SwaraWarta.co.id – Dalam Islam, terdapat aturan yang sangat jelas mengenai pemisahan antara laki-laki dan perempuan saat melaksanakan ibadah shalat di masjid.
Rasulullah shallallahu ‘alayhi wa sallam telah memberikan tuntunan yang jelas mengenai hal ini.
ADVERTISEMENT
SCROLL TO RESUME CONTENT
Salah satu riwayat yang menjelaskan pemisahan tersebut datang dari Abu Hurairah radhiyallahu ‘anhu, yang mengatakan bahwa Rasulullah SAW bersabda:
“Sebaik-baiknya shaf laki-laki adalah yang pertama dan seburuk-buruknya adalah yang terakhir.
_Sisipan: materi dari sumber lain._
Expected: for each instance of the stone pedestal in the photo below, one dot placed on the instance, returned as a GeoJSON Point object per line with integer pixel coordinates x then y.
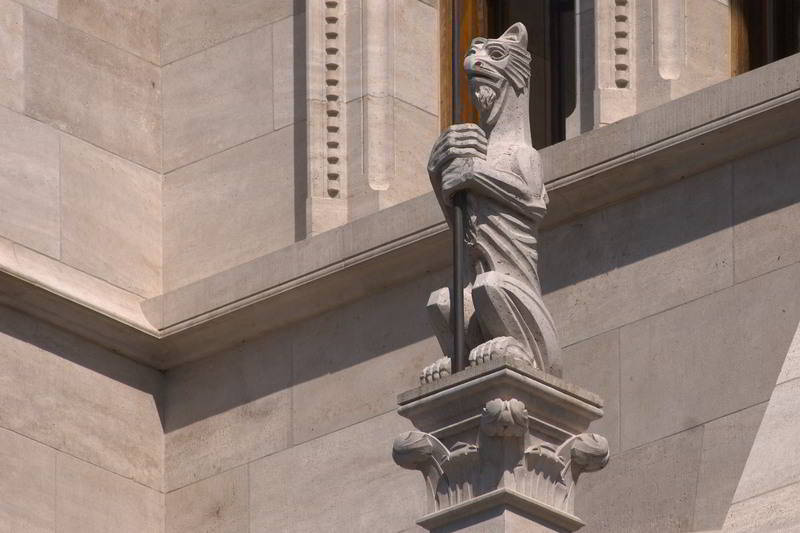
{"type": "Point", "coordinates": [500, 446]}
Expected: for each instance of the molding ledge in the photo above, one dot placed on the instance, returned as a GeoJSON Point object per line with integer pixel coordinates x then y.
{"type": "Point", "coordinates": [605, 166]}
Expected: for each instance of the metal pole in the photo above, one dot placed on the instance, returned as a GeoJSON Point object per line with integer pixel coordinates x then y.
{"type": "Point", "coordinates": [459, 360]}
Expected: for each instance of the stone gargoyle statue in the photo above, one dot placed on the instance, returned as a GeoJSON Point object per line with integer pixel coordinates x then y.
{"type": "Point", "coordinates": [496, 165]}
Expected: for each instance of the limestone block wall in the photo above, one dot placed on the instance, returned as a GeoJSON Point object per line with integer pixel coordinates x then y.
{"type": "Point", "coordinates": [373, 104]}
{"type": "Point", "coordinates": [152, 144]}
{"type": "Point", "coordinates": [691, 360]}
{"type": "Point", "coordinates": [678, 307]}
{"type": "Point", "coordinates": [648, 52]}
{"type": "Point", "coordinates": [80, 154]}
{"type": "Point", "coordinates": [81, 442]}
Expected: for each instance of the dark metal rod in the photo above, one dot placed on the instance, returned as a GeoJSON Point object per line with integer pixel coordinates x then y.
{"type": "Point", "coordinates": [459, 361]}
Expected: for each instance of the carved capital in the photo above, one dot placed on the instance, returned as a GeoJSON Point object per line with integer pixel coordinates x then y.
{"type": "Point", "coordinates": [504, 418]}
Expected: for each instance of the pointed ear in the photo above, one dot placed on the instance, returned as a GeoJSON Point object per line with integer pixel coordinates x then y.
{"type": "Point", "coordinates": [516, 34]}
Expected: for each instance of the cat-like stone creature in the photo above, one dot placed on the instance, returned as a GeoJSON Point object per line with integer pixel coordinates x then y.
{"type": "Point", "coordinates": [501, 173]}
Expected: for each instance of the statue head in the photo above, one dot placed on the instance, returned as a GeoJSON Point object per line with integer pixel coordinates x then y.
{"type": "Point", "coordinates": [495, 66]}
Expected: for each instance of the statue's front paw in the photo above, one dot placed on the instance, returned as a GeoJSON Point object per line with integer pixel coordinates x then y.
{"type": "Point", "coordinates": [436, 371]}
{"type": "Point", "coordinates": [499, 347]}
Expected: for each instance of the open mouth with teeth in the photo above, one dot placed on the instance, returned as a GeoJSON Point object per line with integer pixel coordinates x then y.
{"type": "Point", "coordinates": [480, 76]}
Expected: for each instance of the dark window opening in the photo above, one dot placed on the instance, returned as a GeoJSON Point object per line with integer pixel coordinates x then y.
{"type": "Point", "coordinates": [551, 42]}
{"type": "Point", "coordinates": [763, 31]}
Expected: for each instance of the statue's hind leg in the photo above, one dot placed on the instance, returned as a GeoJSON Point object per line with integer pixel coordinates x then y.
{"type": "Point", "coordinates": [440, 316]}
{"type": "Point", "coordinates": [515, 323]}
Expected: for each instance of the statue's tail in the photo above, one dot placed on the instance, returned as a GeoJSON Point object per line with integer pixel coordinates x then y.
{"type": "Point", "coordinates": [508, 307]}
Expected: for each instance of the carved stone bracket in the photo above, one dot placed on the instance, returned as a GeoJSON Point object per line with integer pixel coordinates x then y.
{"type": "Point", "coordinates": [500, 436]}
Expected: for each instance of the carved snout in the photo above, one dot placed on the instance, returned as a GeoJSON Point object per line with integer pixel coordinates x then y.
{"type": "Point", "coordinates": [416, 450]}
{"type": "Point", "coordinates": [589, 452]}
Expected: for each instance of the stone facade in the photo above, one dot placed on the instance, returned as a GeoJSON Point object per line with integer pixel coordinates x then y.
{"type": "Point", "coordinates": [196, 334]}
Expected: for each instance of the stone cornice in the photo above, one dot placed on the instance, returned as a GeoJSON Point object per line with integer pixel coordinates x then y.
{"type": "Point", "coordinates": [605, 166]}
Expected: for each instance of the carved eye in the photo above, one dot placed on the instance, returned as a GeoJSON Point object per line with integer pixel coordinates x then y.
{"type": "Point", "coordinates": [497, 53]}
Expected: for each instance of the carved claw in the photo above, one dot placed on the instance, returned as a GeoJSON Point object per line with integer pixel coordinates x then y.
{"type": "Point", "coordinates": [499, 347]}
{"type": "Point", "coordinates": [436, 371]}
{"type": "Point", "coordinates": [504, 418]}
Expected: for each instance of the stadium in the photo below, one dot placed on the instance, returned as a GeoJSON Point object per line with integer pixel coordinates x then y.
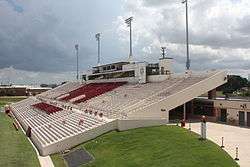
{"type": "Point", "coordinates": [117, 96]}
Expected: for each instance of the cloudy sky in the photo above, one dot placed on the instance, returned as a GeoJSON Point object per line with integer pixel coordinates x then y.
{"type": "Point", "coordinates": [37, 38]}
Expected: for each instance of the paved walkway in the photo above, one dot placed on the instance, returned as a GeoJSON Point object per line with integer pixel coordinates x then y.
{"type": "Point", "coordinates": [44, 161]}
{"type": "Point", "coordinates": [233, 137]}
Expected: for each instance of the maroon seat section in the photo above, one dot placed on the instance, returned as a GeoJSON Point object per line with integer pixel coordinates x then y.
{"type": "Point", "coordinates": [92, 90]}
{"type": "Point", "coordinates": [48, 108]}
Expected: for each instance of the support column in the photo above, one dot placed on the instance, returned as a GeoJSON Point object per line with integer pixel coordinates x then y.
{"type": "Point", "coordinates": [212, 94]}
{"type": "Point", "coordinates": [184, 111]}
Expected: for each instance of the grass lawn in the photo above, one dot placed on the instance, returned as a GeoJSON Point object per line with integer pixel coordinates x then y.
{"type": "Point", "coordinates": [169, 146]}
{"type": "Point", "coordinates": [15, 149]}
{"type": "Point", "coordinates": [10, 99]}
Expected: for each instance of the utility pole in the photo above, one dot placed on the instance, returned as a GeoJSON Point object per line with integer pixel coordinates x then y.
{"type": "Point", "coordinates": [77, 54]}
{"type": "Point", "coordinates": [163, 49]}
{"type": "Point", "coordinates": [98, 36]}
{"type": "Point", "coordinates": [128, 21]}
{"type": "Point", "coordinates": [187, 35]}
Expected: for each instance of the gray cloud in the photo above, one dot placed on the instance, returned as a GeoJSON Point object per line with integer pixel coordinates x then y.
{"type": "Point", "coordinates": [219, 32]}
{"type": "Point", "coordinates": [43, 36]}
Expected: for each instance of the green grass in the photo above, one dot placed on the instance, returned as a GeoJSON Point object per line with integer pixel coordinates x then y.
{"type": "Point", "coordinates": [169, 146]}
{"type": "Point", "coordinates": [15, 149]}
{"type": "Point", "coordinates": [10, 99]}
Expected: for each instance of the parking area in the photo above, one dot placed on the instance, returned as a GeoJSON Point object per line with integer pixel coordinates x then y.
{"type": "Point", "coordinates": [233, 137]}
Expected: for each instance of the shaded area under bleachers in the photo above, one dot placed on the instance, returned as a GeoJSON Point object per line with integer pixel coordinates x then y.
{"type": "Point", "coordinates": [48, 108]}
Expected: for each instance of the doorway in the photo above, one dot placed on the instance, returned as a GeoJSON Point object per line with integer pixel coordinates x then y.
{"type": "Point", "coordinates": [248, 119]}
{"type": "Point", "coordinates": [241, 118]}
{"type": "Point", "coordinates": [223, 115]}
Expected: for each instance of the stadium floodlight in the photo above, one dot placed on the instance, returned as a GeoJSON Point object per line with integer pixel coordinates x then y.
{"type": "Point", "coordinates": [187, 37]}
{"type": "Point", "coordinates": [98, 37]}
{"type": "Point", "coordinates": [163, 52]}
{"type": "Point", "coordinates": [128, 21]}
{"type": "Point", "coordinates": [77, 54]}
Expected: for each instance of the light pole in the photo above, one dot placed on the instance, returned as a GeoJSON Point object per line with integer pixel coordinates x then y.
{"type": "Point", "coordinates": [187, 37]}
{"type": "Point", "coordinates": [163, 52]}
{"type": "Point", "coordinates": [77, 54]}
{"type": "Point", "coordinates": [98, 36]}
{"type": "Point", "coordinates": [128, 21]}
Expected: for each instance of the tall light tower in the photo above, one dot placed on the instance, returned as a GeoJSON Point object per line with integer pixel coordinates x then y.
{"type": "Point", "coordinates": [163, 49]}
{"type": "Point", "coordinates": [98, 36]}
{"type": "Point", "coordinates": [77, 54]}
{"type": "Point", "coordinates": [128, 21]}
{"type": "Point", "coordinates": [187, 37]}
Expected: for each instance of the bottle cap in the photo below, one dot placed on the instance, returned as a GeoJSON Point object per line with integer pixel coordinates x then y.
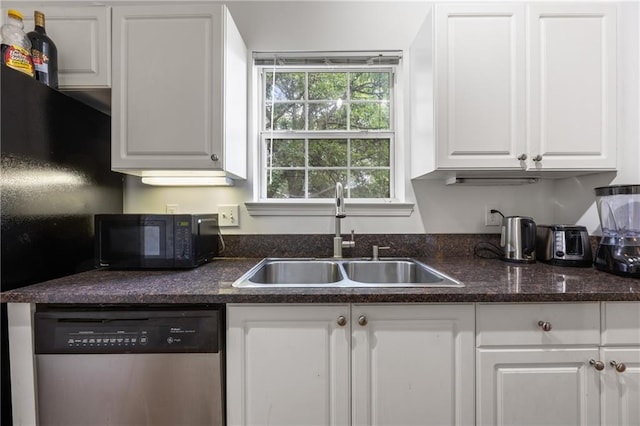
{"type": "Point", "coordinates": [12, 13]}
{"type": "Point", "coordinates": [38, 18]}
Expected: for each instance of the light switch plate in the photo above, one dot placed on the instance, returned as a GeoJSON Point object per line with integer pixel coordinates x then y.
{"type": "Point", "coordinates": [228, 215]}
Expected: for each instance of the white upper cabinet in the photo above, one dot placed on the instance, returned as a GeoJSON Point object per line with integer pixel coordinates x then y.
{"type": "Point", "coordinates": [572, 86]}
{"type": "Point", "coordinates": [516, 89]}
{"type": "Point", "coordinates": [480, 91]}
{"type": "Point", "coordinates": [179, 91]}
{"type": "Point", "coordinates": [82, 36]}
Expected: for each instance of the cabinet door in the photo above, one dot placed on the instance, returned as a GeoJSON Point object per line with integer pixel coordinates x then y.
{"type": "Point", "coordinates": [288, 365]}
{"type": "Point", "coordinates": [412, 364]}
{"type": "Point", "coordinates": [83, 38]}
{"type": "Point", "coordinates": [166, 86]}
{"type": "Point", "coordinates": [537, 387]}
{"type": "Point", "coordinates": [572, 87]}
{"type": "Point", "coordinates": [621, 389]}
{"type": "Point", "coordinates": [480, 85]}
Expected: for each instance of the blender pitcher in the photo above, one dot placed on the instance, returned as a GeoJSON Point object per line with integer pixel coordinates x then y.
{"type": "Point", "coordinates": [619, 211]}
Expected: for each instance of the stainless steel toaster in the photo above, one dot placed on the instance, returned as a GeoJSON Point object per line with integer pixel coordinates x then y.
{"type": "Point", "coordinates": [566, 245]}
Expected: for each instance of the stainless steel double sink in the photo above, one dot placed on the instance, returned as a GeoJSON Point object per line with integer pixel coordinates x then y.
{"type": "Point", "coordinates": [385, 272]}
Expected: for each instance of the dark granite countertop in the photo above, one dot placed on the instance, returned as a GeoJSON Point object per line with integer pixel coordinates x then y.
{"type": "Point", "coordinates": [486, 280]}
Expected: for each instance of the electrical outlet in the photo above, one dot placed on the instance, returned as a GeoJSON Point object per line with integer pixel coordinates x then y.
{"type": "Point", "coordinates": [228, 215]}
{"type": "Point", "coordinates": [491, 219]}
{"type": "Point", "coordinates": [171, 209]}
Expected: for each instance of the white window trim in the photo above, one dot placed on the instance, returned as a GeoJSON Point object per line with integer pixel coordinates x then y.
{"type": "Point", "coordinates": [391, 207]}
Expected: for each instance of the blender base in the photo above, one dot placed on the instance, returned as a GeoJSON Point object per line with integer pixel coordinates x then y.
{"type": "Point", "coordinates": [619, 260]}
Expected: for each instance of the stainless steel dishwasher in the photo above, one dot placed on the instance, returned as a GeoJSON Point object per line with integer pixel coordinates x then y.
{"type": "Point", "coordinates": [134, 366]}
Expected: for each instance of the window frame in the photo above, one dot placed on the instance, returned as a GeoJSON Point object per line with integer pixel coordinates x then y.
{"type": "Point", "coordinates": [395, 205]}
{"type": "Point", "coordinates": [266, 134]}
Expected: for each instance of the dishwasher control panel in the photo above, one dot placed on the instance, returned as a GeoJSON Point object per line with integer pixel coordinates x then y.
{"type": "Point", "coordinates": [127, 332]}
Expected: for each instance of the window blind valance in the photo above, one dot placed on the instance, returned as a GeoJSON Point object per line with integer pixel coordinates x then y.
{"type": "Point", "coordinates": [366, 58]}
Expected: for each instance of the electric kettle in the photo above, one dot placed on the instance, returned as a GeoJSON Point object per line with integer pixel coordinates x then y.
{"type": "Point", "coordinates": [518, 239]}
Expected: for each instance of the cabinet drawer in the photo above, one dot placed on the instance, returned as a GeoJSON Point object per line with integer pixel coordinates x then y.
{"type": "Point", "coordinates": [524, 324]}
{"type": "Point", "coordinates": [620, 323]}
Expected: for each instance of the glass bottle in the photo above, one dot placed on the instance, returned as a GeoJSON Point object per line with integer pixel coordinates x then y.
{"type": "Point", "coordinates": [44, 53]}
{"type": "Point", "coordinates": [15, 45]}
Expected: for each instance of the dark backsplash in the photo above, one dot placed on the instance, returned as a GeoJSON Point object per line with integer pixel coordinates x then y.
{"type": "Point", "coordinates": [401, 245]}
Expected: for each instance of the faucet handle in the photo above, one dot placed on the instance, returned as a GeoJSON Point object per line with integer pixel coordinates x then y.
{"type": "Point", "coordinates": [375, 251]}
{"type": "Point", "coordinates": [352, 242]}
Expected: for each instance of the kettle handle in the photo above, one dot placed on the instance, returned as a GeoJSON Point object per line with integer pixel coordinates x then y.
{"type": "Point", "coordinates": [528, 236]}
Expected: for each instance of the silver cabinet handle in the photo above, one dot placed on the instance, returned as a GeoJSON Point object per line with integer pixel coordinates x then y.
{"type": "Point", "coordinates": [546, 326]}
{"type": "Point", "coordinates": [620, 367]}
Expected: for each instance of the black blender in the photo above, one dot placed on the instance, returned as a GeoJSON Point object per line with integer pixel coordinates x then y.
{"type": "Point", "coordinates": [619, 211]}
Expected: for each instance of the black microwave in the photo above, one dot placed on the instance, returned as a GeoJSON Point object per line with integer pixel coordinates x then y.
{"type": "Point", "coordinates": [155, 241]}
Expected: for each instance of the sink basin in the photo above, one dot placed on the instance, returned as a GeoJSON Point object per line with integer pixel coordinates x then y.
{"type": "Point", "coordinates": [297, 273]}
{"type": "Point", "coordinates": [394, 272]}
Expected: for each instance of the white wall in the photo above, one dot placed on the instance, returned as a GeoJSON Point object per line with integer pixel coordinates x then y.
{"type": "Point", "coordinates": [439, 208]}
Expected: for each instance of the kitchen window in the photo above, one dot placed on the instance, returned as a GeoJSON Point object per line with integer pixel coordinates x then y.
{"type": "Point", "coordinates": [326, 118]}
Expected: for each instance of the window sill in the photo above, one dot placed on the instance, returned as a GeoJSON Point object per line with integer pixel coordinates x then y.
{"type": "Point", "coordinates": [325, 208]}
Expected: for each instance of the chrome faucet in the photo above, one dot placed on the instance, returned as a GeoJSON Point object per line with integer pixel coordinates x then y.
{"type": "Point", "coordinates": [338, 244]}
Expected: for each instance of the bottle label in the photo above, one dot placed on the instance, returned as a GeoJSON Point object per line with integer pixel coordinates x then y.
{"type": "Point", "coordinates": [40, 61]}
{"type": "Point", "coordinates": [19, 59]}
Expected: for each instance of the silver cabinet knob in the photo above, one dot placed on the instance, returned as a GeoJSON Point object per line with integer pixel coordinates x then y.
{"type": "Point", "coordinates": [620, 367]}
{"type": "Point", "coordinates": [546, 326]}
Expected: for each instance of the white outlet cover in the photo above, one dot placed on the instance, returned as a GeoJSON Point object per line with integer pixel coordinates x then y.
{"type": "Point", "coordinates": [228, 215]}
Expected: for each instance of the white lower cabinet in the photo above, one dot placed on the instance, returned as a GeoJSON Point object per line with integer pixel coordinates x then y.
{"type": "Point", "coordinates": [534, 364]}
{"type": "Point", "coordinates": [345, 364]}
{"type": "Point", "coordinates": [537, 387]}
{"type": "Point", "coordinates": [620, 355]}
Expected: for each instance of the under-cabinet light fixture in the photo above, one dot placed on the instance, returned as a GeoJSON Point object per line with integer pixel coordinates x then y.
{"type": "Point", "coordinates": [187, 181]}
{"type": "Point", "coordinates": [482, 181]}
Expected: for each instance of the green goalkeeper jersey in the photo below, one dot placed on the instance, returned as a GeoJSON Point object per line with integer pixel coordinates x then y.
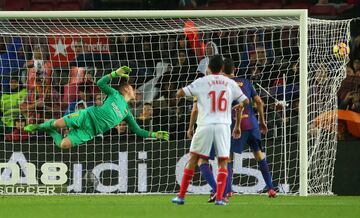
{"type": "Point", "coordinates": [113, 110]}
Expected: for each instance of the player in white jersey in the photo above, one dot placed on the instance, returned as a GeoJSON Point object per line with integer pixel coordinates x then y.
{"type": "Point", "coordinates": [215, 94]}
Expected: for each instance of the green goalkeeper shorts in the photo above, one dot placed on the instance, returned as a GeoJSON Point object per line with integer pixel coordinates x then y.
{"type": "Point", "coordinates": [81, 127]}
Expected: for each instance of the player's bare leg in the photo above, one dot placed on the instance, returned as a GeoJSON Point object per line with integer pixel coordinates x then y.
{"type": "Point", "coordinates": [221, 181]}
{"type": "Point", "coordinates": [264, 168]}
{"type": "Point", "coordinates": [206, 172]}
{"type": "Point", "coordinates": [187, 177]}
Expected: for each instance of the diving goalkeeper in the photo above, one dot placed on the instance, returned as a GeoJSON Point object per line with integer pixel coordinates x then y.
{"type": "Point", "coordinates": [85, 124]}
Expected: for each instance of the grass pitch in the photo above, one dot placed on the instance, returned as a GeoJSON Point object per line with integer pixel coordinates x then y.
{"type": "Point", "coordinates": [155, 206]}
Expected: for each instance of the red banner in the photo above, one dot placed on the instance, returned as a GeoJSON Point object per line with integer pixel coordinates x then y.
{"type": "Point", "coordinates": [65, 48]}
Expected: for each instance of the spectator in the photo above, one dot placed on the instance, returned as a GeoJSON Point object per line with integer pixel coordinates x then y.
{"type": "Point", "coordinates": [10, 102]}
{"type": "Point", "coordinates": [11, 60]}
{"type": "Point", "coordinates": [18, 133]}
{"type": "Point", "coordinates": [43, 101]}
{"type": "Point", "coordinates": [351, 102]}
{"type": "Point", "coordinates": [183, 71]}
{"type": "Point", "coordinates": [146, 117]}
{"type": "Point", "coordinates": [356, 67]}
{"type": "Point", "coordinates": [210, 50]}
{"type": "Point", "coordinates": [38, 59]}
{"type": "Point", "coordinates": [84, 100]}
{"type": "Point", "coordinates": [125, 50]}
{"type": "Point", "coordinates": [184, 47]}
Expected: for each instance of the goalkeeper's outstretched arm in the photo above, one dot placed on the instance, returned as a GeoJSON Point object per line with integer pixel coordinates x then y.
{"type": "Point", "coordinates": [103, 83]}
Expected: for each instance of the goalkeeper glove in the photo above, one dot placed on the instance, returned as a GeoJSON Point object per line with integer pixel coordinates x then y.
{"type": "Point", "coordinates": [160, 135]}
{"type": "Point", "coordinates": [122, 72]}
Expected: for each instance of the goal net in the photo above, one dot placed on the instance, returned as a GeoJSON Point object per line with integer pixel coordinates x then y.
{"type": "Point", "coordinates": [49, 68]}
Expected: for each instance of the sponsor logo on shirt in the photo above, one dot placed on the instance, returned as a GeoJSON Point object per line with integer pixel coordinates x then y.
{"type": "Point", "coordinates": [73, 115]}
{"type": "Point", "coordinates": [116, 109]}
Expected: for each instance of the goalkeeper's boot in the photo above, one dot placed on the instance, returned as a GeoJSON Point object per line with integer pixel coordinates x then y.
{"type": "Point", "coordinates": [221, 202]}
{"type": "Point", "coordinates": [31, 128]}
{"type": "Point", "coordinates": [212, 197]}
{"type": "Point", "coordinates": [178, 200]}
{"type": "Point", "coordinates": [271, 193]}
Sedangkan sebaik-baiknya shaf perempuan adalah yang terakhir dan seburuk-buruknya adalah yang pertama.” (HR. Muslim).
Hadis ini menegaskan bahwa pemisahan antara laki-laki dan perempuan dalam shalat adalah bagian dari adab yang harus dijaga, terutama untuk menjaga kekhusyukan dalam beribadah.
Ada beberapa hikmah penting di balik pemisahan ini, terutama dalam hal menjaga kesucian, mencegah fitnah, dan menghindari godaan yang mungkin timbul saat berinteraksi antara lawan jenis.
Jika dalam ibadah yang khusyuk di dalam masjid saja dianjurkan untuk menjaga jarak, apalagi di luar masjid di mana interaksi sosial lebih beragam dan tidak selalu diisi dengan orang-orang yang baik atau sedang beribadah.
Hikmah di Balik Pemisahan Laki-Laki dan Perempuan
1. Menjaga Kekhusyukan dalam Shalat
Salah satu tujuan utama dari pemisahan shaf adalah untuk menjaga kekhusyukan dalam shalat.
Shalat adalah bentuk ibadah yang memerlukan konsentrasi penuh dan hati yang bersih.
Interaksi langsung atau terlalu dekat antara laki-laki dan perempuan, terutama yang bukan mahram, bisa menjadi gangguan yang mengurangi kekhusyukan tersebut.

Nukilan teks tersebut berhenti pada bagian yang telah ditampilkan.